The French artist Loris Gréaud will take over an abandoned glass furnace on an island in the Murano district of Venice—famous for producing elaborate glassware—during the biennale this year (13 May-26 November). Gréaud plans to show 1,000 glass pieces made from hourglass sand. The exhibition, called The Unplayed Notes Factory, will be organised by Nicolas Bourriaud, the former director of the Ecole Nationale Supérieure des Beaux-Arts in Paris.
The project will take place on the Campiello della Pescheria site, which has been closed for more than 60 years. “On this occasion, the former glass furnace will be secretly revived and will play host to a whole new trade: an unofficial production line,” says a press statement. “I will reactivate the glass factory and its production. The continuous performance of the glass gaffers [blowers] on site will soon turn into a strange ‘tableau vivant’,” Gréaud adds.

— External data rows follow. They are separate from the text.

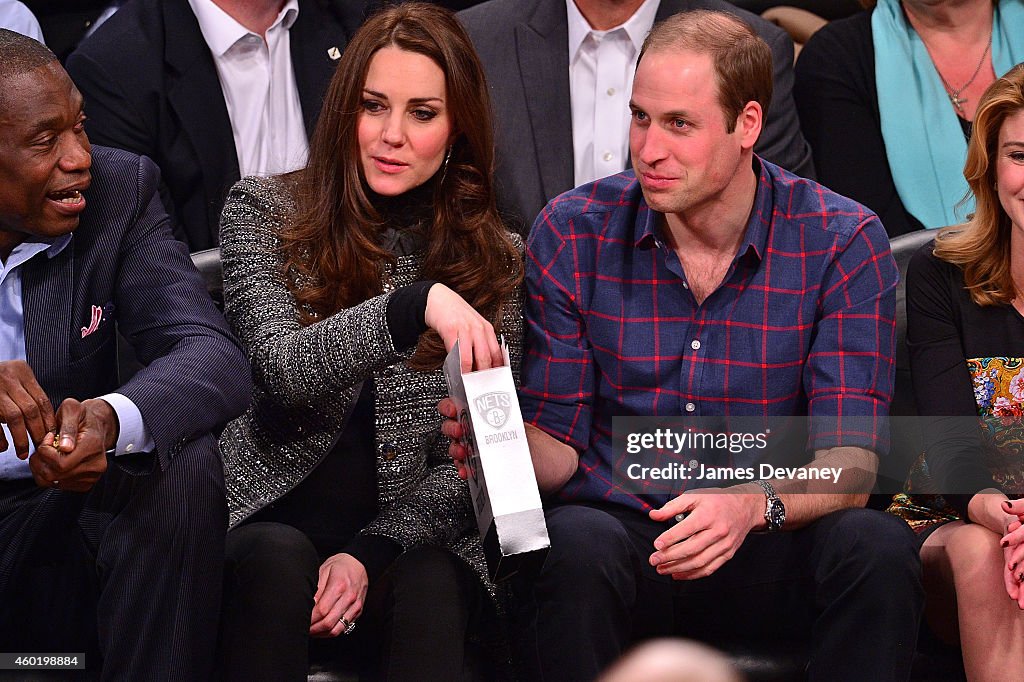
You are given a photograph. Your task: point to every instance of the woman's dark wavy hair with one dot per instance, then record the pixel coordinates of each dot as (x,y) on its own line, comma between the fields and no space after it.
(333,255)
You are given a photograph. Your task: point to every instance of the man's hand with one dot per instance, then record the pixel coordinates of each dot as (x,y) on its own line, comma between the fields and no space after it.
(24,407)
(341,591)
(715,526)
(76,458)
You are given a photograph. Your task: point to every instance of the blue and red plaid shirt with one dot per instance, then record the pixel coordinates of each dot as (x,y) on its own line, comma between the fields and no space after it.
(803,323)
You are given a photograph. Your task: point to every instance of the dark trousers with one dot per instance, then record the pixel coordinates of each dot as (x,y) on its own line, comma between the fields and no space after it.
(414,625)
(849,583)
(130,572)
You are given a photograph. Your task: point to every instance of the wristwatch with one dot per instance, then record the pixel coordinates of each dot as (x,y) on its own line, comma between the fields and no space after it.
(774,509)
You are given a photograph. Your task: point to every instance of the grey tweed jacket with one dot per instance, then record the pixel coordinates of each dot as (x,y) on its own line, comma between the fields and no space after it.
(307,379)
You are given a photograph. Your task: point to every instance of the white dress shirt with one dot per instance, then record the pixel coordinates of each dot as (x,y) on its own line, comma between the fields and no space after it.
(259,88)
(133,436)
(601,65)
(17,17)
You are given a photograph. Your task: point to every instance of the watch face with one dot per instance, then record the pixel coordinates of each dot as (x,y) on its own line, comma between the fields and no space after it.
(776,515)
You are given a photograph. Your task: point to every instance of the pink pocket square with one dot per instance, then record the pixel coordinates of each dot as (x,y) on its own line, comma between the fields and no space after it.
(97,314)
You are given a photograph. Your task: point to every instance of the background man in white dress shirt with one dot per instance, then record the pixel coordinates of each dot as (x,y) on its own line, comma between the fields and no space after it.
(560,73)
(212,90)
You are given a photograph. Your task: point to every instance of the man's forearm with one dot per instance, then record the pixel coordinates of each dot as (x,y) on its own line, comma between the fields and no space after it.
(810,499)
(554,462)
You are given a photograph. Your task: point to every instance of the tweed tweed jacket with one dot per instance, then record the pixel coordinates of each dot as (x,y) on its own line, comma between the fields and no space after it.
(307,379)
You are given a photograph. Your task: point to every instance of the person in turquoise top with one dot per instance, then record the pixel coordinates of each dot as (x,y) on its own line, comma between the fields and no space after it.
(887,99)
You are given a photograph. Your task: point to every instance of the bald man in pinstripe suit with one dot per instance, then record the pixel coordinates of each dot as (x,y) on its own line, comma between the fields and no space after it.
(112,507)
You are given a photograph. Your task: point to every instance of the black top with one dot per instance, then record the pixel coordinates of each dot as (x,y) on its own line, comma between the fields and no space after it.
(838,102)
(945,329)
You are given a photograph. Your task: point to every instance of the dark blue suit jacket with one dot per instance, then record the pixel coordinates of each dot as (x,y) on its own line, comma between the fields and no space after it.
(124,259)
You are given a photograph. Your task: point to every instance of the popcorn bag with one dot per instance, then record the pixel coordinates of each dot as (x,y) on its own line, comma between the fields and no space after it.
(502,482)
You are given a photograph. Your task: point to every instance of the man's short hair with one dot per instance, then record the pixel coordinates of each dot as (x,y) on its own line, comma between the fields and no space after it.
(19,54)
(740,58)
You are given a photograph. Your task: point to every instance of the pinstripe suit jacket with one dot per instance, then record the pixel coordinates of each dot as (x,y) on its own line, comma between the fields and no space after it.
(124,259)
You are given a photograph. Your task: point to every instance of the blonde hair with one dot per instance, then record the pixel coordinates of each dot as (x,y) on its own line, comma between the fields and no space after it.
(981,246)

The installation is sponsored by Noirmontartproduction, the exhibitions and fabrication company founded by the former dealer Jérôme de Noirmont, and the private Paris-based foundation, Fonds de Dotation Emerige.
The exhibition is part of the Glasstress initiative organised by the Fondazione Berengo, which encompasses this year another show of glass works by 27 contemporary artists, including Ugo Rondinone, Ai Weiwei, and Laure Prouvost, at the Palazzo Franchetti.